UAE Gas Field Set Ablaze as Iran Strikes Hit Energy Supplies - Bloomberg
The five sectors taking the hardest hit:
Aviation, road freight, logistics, construction, and agriculture are in the direct firing line — diesel is the fuel that powers all of them. But this crisis has a nastier second layer.
Naphtha and LPG supply plunging is forcing petrochemical plants to cut polymer production, and Gulf refining capacity has already shut down due to attacks — running elsewhere is increasingly constrained by feedstock availability.
Fertiliser, aluminium, plastics, and industrial gases have all surged in price — and helium has doubled, which matters because it is a critical input for semiconductor fabrication, not just party balloons.

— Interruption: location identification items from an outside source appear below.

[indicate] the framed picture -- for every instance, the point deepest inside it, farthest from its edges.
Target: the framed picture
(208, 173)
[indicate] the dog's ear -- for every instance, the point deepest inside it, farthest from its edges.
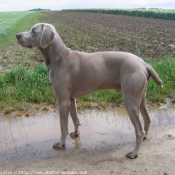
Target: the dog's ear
(47, 36)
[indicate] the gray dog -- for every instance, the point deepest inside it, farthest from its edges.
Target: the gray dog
(74, 74)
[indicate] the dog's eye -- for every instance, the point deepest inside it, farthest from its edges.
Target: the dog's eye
(33, 31)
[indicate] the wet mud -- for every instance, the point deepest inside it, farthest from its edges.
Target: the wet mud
(25, 139)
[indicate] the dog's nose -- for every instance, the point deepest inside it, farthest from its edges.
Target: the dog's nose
(18, 36)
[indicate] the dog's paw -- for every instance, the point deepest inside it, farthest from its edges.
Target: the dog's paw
(57, 145)
(131, 155)
(74, 134)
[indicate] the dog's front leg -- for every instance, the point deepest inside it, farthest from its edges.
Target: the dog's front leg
(63, 111)
(74, 115)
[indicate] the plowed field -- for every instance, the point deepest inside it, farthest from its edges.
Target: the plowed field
(145, 37)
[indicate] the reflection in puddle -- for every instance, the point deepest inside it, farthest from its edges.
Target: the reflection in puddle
(24, 139)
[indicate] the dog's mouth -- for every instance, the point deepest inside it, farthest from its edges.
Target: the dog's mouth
(27, 46)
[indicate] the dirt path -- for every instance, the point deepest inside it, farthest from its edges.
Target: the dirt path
(157, 157)
(100, 150)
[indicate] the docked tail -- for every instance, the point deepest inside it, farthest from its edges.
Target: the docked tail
(154, 75)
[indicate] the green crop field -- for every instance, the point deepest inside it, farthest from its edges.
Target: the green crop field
(24, 78)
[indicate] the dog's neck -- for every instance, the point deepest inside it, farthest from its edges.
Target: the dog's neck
(51, 51)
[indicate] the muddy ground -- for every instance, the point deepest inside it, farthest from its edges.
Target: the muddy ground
(148, 38)
(106, 136)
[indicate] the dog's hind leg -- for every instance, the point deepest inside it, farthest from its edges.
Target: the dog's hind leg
(132, 93)
(74, 115)
(146, 118)
(64, 106)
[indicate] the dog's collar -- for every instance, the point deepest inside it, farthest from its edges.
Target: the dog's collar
(55, 58)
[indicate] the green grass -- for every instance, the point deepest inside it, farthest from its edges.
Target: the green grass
(31, 85)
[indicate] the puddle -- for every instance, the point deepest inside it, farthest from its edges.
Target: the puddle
(31, 138)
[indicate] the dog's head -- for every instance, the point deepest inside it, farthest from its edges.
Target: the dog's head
(40, 35)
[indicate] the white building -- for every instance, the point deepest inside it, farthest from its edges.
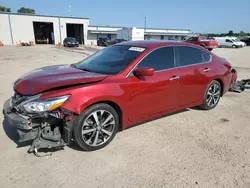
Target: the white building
(94, 32)
(15, 27)
(37, 28)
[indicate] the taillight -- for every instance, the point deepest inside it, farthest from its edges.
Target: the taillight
(228, 66)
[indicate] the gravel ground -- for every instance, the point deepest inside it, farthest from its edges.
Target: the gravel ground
(192, 148)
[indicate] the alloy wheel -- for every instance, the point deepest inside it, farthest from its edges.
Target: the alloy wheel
(213, 95)
(98, 128)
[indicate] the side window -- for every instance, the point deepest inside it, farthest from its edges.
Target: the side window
(191, 56)
(160, 59)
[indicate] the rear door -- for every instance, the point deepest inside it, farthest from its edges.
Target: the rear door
(195, 73)
(160, 92)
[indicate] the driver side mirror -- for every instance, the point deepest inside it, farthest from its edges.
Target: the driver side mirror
(144, 71)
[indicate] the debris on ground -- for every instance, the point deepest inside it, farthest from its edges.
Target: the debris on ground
(240, 86)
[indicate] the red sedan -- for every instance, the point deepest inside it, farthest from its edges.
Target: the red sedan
(117, 87)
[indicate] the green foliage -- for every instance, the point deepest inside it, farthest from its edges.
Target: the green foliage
(26, 10)
(4, 9)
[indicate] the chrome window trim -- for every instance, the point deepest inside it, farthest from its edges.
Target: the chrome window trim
(176, 67)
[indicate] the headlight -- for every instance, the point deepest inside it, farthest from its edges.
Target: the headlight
(46, 105)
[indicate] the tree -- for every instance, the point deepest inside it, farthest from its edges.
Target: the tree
(26, 10)
(4, 9)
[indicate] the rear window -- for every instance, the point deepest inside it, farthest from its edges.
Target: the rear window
(111, 60)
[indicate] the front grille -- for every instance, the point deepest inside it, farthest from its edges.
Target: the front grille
(18, 98)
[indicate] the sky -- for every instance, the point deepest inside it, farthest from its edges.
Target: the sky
(204, 16)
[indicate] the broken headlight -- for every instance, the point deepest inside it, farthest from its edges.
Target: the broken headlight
(45, 105)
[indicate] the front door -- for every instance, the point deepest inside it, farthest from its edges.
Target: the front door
(157, 93)
(195, 73)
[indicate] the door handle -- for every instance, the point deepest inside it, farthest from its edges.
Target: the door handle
(206, 70)
(174, 78)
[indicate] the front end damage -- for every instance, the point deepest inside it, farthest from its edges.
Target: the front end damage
(50, 129)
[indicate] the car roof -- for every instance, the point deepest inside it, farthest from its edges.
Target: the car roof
(156, 43)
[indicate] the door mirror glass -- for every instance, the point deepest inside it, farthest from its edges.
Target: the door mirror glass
(144, 71)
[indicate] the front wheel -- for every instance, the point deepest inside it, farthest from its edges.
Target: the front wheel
(212, 95)
(96, 127)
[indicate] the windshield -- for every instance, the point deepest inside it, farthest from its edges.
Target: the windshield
(236, 40)
(111, 60)
(71, 39)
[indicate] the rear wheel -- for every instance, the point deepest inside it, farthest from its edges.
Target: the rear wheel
(96, 127)
(211, 96)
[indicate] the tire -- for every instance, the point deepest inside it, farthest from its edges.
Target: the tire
(87, 132)
(211, 93)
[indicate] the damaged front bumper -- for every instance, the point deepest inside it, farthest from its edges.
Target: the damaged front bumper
(47, 130)
(23, 124)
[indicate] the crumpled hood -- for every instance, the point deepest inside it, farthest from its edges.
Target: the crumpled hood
(50, 77)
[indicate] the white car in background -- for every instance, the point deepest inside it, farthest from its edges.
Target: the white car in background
(228, 42)
(238, 40)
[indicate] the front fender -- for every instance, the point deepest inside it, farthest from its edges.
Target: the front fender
(83, 97)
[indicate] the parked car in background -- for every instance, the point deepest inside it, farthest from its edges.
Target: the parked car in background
(227, 42)
(70, 42)
(118, 41)
(103, 41)
(246, 40)
(115, 88)
(204, 42)
(236, 39)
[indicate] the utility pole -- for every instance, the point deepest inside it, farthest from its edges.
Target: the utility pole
(70, 12)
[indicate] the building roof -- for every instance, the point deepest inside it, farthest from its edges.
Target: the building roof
(108, 26)
(153, 43)
(165, 33)
(23, 14)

For APAC specifically, the exposure is concentrated:
About 84% of crude oil and 83% of LNG that passed through Hormuz in 2024 were bound for Asia — China, India, Japan, and South Korea, accounting for nearly 70% of oil shipments alone.
UN/ESCAP estimates oil prices up ~45% and gas up ~55% since late February, with regional inflation potentially rising to 4.6% in 2026 from 3.5% in 2025.

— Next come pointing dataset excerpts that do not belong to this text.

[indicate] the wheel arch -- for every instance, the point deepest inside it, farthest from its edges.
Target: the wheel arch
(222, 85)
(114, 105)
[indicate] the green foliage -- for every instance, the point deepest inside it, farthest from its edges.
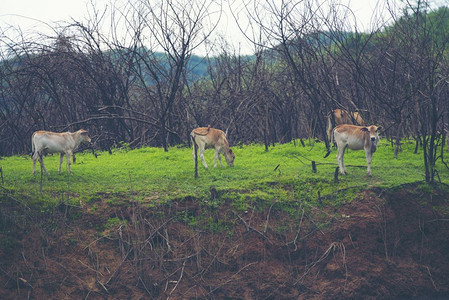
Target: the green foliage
(259, 178)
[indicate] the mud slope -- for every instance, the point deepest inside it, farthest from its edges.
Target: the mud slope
(385, 244)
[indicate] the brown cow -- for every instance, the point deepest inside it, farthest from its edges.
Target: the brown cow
(355, 138)
(343, 117)
(44, 142)
(207, 137)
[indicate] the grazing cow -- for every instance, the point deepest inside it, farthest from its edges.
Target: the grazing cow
(355, 138)
(207, 137)
(342, 117)
(44, 142)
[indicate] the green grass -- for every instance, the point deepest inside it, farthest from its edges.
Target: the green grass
(152, 176)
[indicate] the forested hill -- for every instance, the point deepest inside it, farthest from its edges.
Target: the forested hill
(395, 77)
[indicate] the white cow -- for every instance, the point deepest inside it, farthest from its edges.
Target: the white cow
(207, 137)
(44, 142)
(341, 116)
(355, 138)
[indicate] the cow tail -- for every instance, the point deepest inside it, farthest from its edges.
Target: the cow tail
(331, 142)
(329, 127)
(32, 144)
(195, 150)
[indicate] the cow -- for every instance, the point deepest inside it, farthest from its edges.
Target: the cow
(342, 117)
(64, 143)
(207, 137)
(355, 138)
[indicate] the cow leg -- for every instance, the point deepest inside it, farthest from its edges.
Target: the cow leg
(217, 155)
(68, 156)
(202, 155)
(340, 158)
(369, 157)
(61, 157)
(219, 158)
(34, 157)
(41, 160)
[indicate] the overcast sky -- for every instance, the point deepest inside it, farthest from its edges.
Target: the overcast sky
(31, 15)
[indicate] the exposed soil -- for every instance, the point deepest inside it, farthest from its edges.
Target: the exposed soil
(385, 244)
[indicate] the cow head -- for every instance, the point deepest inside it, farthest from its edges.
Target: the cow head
(230, 156)
(373, 132)
(84, 135)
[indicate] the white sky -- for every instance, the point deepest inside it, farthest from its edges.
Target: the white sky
(31, 15)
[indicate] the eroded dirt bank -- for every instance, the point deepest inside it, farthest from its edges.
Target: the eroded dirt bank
(385, 244)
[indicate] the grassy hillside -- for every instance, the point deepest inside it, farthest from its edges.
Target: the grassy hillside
(137, 224)
(153, 176)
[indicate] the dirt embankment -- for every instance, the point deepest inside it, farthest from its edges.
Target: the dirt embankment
(381, 245)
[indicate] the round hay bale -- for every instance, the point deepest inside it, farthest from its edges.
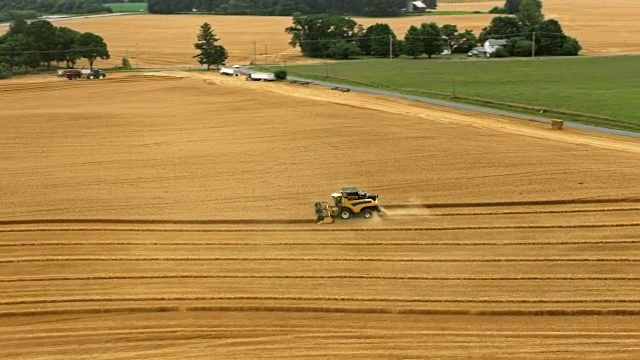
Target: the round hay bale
(557, 124)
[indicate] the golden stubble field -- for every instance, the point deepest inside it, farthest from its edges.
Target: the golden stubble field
(169, 215)
(167, 41)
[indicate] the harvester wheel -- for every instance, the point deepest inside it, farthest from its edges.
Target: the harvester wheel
(345, 214)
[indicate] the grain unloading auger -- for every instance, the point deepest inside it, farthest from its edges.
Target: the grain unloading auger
(347, 203)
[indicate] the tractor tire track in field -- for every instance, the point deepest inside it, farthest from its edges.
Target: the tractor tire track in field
(322, 243)
(325, 228)
(527, 212)
(514, 203)
(389, 206)
(63, 83)
(323, 309)
(325, 276)
(314, 259)
(43, 301)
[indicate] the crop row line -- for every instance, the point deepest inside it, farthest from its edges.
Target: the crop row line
(316, 298)
(323, 276)
(325, 309)
(326, 228)
(323, 259)
(322, 243)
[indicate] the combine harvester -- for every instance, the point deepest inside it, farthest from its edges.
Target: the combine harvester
(348, 203)
(232, 71)
(258, 76)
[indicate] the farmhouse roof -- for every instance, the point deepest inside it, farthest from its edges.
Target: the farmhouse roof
(496, 42)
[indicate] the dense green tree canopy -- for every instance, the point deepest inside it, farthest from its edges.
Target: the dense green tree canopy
(282, 7)
(29, 45)
(91, 47)
(317, 34)
(54, 6)
(210, 53)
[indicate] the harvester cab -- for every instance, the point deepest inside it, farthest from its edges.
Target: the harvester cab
(348, 203)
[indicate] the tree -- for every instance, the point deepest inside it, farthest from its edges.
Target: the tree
(512, 6)
(571, 47)
(530, 14)
(285, 7)
(91, 47)
(210, 53)
(465, 42)
(383, 7)
(432, 42)
(376, 41)
(18, 26)
(550, 38)
(413, 45)
(66, 40)
(519, 47)
(317, 34)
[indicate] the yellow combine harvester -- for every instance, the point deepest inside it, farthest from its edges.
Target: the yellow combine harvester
(347, 203)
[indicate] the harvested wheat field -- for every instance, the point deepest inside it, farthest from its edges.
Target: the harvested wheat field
(602, 28)
(173, 218)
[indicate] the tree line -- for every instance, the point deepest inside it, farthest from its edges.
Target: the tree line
(284, 7)
(52, 6)
(38, 43)
(335, 36)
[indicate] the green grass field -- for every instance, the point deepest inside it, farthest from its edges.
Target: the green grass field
(601, 86)
(127, 7)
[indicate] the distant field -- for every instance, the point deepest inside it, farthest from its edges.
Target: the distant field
(128, 7)
(598, 86)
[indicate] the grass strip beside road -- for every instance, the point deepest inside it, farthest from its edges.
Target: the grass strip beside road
(127, 7)
(599, 91)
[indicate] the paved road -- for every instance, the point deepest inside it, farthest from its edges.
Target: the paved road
(74, 17)
(479, 109)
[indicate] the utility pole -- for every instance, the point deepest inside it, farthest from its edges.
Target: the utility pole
(533, 45)
(453, 87)
(255, 59)
(326, 67)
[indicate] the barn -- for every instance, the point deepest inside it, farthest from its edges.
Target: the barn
(416, 6)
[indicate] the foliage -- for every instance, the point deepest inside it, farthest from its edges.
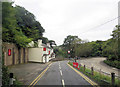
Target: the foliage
(97, 77)
(20, 26)
(113, 63)
(5, 76)
(28, 24)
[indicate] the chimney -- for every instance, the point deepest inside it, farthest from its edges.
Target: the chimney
(39, 43)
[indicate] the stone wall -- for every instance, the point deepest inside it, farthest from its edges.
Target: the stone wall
(18, 55)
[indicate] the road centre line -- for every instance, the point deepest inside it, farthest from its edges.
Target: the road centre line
(86, 78)
(63, 83)
(38, 78)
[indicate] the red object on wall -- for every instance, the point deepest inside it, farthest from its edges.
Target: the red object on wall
(44, 49)
(75, 64)
(9, 52)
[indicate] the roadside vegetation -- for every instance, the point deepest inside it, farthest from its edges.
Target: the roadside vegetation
(19, 26)
(101, 79)
(84, 48)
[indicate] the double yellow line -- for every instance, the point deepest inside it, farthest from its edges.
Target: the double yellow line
(39, 77)
(86, 78)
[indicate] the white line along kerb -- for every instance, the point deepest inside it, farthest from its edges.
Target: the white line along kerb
(59, 67)
(63, 83)
(61, 72)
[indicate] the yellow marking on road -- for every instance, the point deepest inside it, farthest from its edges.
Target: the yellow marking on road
(38, 78)
(86, 78)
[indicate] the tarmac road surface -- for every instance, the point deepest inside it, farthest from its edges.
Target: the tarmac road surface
(60, 73)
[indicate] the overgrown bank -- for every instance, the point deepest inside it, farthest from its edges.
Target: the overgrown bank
(99, 78)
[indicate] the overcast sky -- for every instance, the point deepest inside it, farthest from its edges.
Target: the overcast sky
(61, 18)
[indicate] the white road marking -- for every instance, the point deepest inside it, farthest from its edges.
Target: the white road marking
(63, 83)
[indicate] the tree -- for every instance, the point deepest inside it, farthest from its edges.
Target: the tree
(28, 24)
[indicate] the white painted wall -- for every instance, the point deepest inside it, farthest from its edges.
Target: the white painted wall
(35, 54)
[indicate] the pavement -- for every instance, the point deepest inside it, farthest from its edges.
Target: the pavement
(60, 74)
(98, 64)
(57, 73)
(25, 73)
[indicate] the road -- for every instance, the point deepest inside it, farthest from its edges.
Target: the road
(97, 63)
(59, 73)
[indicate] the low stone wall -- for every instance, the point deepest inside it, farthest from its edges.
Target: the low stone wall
(18, 55)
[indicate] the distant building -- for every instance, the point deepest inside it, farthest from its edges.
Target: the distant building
(42, 53)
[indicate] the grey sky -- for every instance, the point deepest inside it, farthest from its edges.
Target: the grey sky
(60, 18)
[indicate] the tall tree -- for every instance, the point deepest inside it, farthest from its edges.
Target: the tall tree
(28, 24)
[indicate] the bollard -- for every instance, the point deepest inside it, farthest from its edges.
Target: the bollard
(84, 68)
(11, 79)
(113, 78)
(92, 71)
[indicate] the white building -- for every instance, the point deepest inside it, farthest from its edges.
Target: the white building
(42, 53)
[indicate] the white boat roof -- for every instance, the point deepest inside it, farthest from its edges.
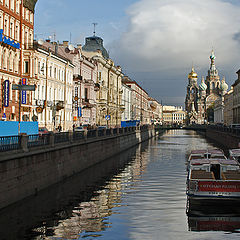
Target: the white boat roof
(213, 161)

Singapore's uncomfortable position: gas-dependent power grid, petrochemical cluster on Jurong Island with live force majeure risk, 90%+ food import dependency — and a bunkering hub that is simultaneously exposed and, for the right operators, opportunistic.

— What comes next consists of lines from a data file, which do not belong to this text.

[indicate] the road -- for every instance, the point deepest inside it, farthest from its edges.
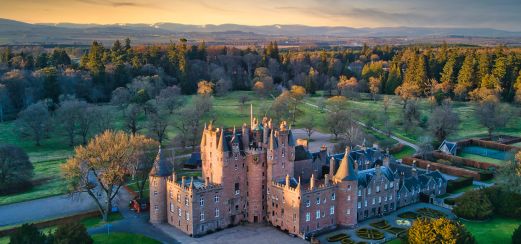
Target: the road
(404, 142)
(45, 208)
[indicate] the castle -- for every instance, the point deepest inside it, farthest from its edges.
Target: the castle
(259, 174)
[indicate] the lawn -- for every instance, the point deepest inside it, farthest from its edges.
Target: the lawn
(481, 158)
(497, 230)
(48, 180)
(122, 237)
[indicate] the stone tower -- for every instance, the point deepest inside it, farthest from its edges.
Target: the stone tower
(346, 179)
(161, 170)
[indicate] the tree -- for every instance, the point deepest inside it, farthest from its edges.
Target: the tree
(157, 124)
(15, 169)
(443, 121)
(100, 167)
(68, 116)
(309, 125)
(51, 87)
(34, 121)
(72, 233)
(442, 230)
(169, 98)
(131, 117)
(491, 115)
(474, 205)
(509, 176)
(516, 236)
(27, 233)
(374, 87)
(142, 161)
(205, 88)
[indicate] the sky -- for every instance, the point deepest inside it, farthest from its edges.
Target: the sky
(499, 14)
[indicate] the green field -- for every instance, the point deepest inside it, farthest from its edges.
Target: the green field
(497, 230)
(121, 237)
(481, 158)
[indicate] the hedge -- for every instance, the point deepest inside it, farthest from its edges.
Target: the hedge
(456, 184)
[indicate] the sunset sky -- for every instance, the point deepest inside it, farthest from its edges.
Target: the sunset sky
(501, 14)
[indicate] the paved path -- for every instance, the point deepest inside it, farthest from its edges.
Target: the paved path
(132, 222)
(45, 208)
(404, 142)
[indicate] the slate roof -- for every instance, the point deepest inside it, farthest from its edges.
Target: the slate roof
(365, 176)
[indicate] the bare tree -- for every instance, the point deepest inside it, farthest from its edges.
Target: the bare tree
(492, 115)
(34, 121)
(131, 116)
(443, 121)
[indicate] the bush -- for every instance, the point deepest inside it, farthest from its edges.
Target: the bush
(516, 236)
(28, 234)
(454, 185)
(72, 233)
(474, 205)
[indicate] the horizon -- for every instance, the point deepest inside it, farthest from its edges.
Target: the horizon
(500, 15)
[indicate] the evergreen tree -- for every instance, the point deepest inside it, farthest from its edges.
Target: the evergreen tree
(466, 77)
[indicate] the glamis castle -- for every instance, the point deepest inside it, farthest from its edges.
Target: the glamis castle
(259, 174)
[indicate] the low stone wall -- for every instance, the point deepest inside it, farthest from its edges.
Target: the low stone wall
(488, 144)
(464, 161)
(447, 169)
(54, 222)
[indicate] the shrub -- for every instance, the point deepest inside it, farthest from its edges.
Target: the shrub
(516, 236)
(454, 185)
(28, 233)
(72, 233)
(474, 205)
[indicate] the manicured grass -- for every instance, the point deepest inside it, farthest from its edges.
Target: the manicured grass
(121, 237)
(49, 181)
(481, 158)
(405, 152)
(497, 230)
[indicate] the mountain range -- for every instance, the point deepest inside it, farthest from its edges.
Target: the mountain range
(16, 32)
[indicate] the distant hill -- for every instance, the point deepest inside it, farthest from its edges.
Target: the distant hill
(15, 32)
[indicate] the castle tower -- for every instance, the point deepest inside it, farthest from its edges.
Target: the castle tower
(157, 178)
(346, 178)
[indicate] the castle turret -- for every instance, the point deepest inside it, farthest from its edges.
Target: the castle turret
(161, 170)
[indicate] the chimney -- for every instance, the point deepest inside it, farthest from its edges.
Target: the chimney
(312, 182)
(332, 165)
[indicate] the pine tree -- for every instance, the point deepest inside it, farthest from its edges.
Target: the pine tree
(466, 77)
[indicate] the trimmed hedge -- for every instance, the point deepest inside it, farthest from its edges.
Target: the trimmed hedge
(461, 182)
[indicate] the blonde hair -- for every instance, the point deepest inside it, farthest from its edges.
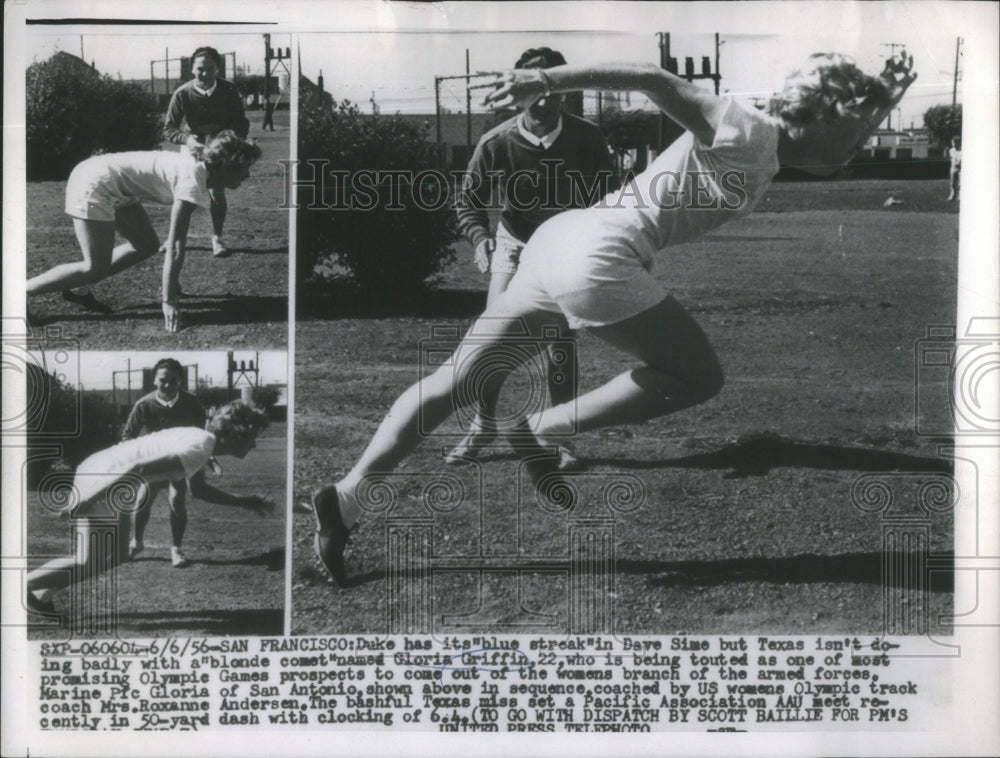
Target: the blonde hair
(826, 88)
(227, 148)
(235, 421)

The dark underbelly is the stagflation trap: higher oil prices pushing up inflation creates pressure for fiscal support, but government budgets are already stretched — and this crisis arrives so soon after Covid, 2022 energy shock, and other recent hits.
The above is compiled with the help of an LLM.
My investing muse
This is a developing situation. Should more of the infrastructure be damaged, we can expect more disruptions in current production, capacity and delayed deliveries. The cost of life is likely to go up due to the increase in energy costs.
More countries are looking to ration energy and source alternatives.
Let us monitor closely.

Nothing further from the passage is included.